Ils étaient des milliers, militants des partis de l’opposition dans les rues de Cotonou ce 11 mars 2019. A travers cette marche (ndlr du Stade de l’Amitié Général Mathieu Kérékou à la Place de l’Etoile rouge), les opposants au régime Talon réclament des élections inclusives le 28 avril prochain. On pouvait lire sur les pancartes des messages comme « pas d’opposition, pas d’élections » ou « nous voulons des élections inclusives » ou encore « libérez les certificats de conformité ! ». Mais, il faut dire que ce mouvement de protestation est loin d’épargner aux candidats le paiement du quitus fiscal. Si c’est cela l’idée, c’est perdu d’avance !

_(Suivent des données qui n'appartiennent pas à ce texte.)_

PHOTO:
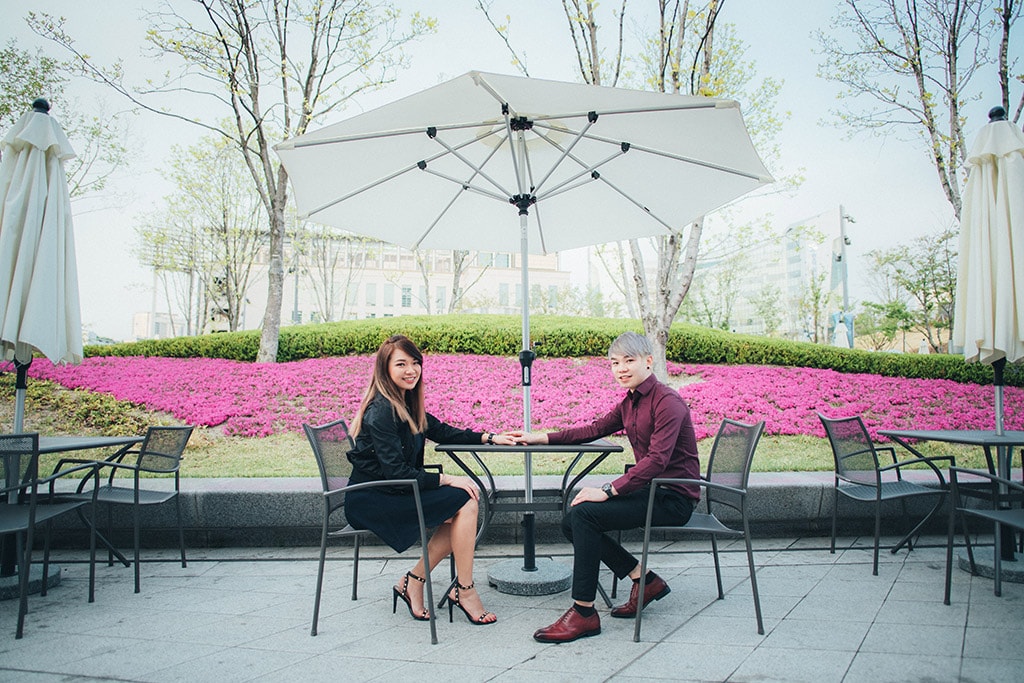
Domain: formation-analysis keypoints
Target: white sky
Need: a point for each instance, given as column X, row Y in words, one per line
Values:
column 889, row 186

A l’issue de la phase du dépôt des dossiers de candidature pour les prochaines élections législatives d’avril 2019, la Commission électorale nationale autonome (Céna) n’en avait retenu que deux (ndlr Union Progressiste et Bloc Républicain). Cette situation quelque peu chaotique a contraint le Président de la République à organiser une séance d’échanges avec les ténors de tous les partis politiques engagés dans le processus des prochaines législatives. Ladite rencontre a bien eu lieu entre le chef de l’Etat et l’ensemble de la classe politique, mais sur une dizaine de partis politiques attendus, seulement six étaient face à Patrice Talon le mercredi 6 mars dernier. Les partis de l’opposition ont brillé par leur absence. Il a été question d’assouplir certaines dispositions de la loi notamment la question du quitus fiscal qui pourrait être exigé bien après, mais pas dans les dossiers de candidature. « Faire en sorte que le quitus fiscal ne soit pas demandé au moment du dépôt des dossiers, mais un peu plus tard », ont conclu les forces présentes au palais de la République autour de Patrice Talon. Les exigences des partis de l’opposition sont assez claires, mais leurs adversaires de la mouvance pensent autrement. L’opposition au régime Talon souhaite purement et simplement l’abrogation du code électoral et de la charte des partis politiques et puis l’adoption d’un texte de loi ad‘hoc pour organiser le scrutin. Alors que, la mouvance déclare vouloir faire des concessions autour de la modification de certains articles à polémiques, contenus dans la charte des partis politiques, mais pas question de toucher au code électoral.

Tout, sauf la remise en cause du quitus fiscal …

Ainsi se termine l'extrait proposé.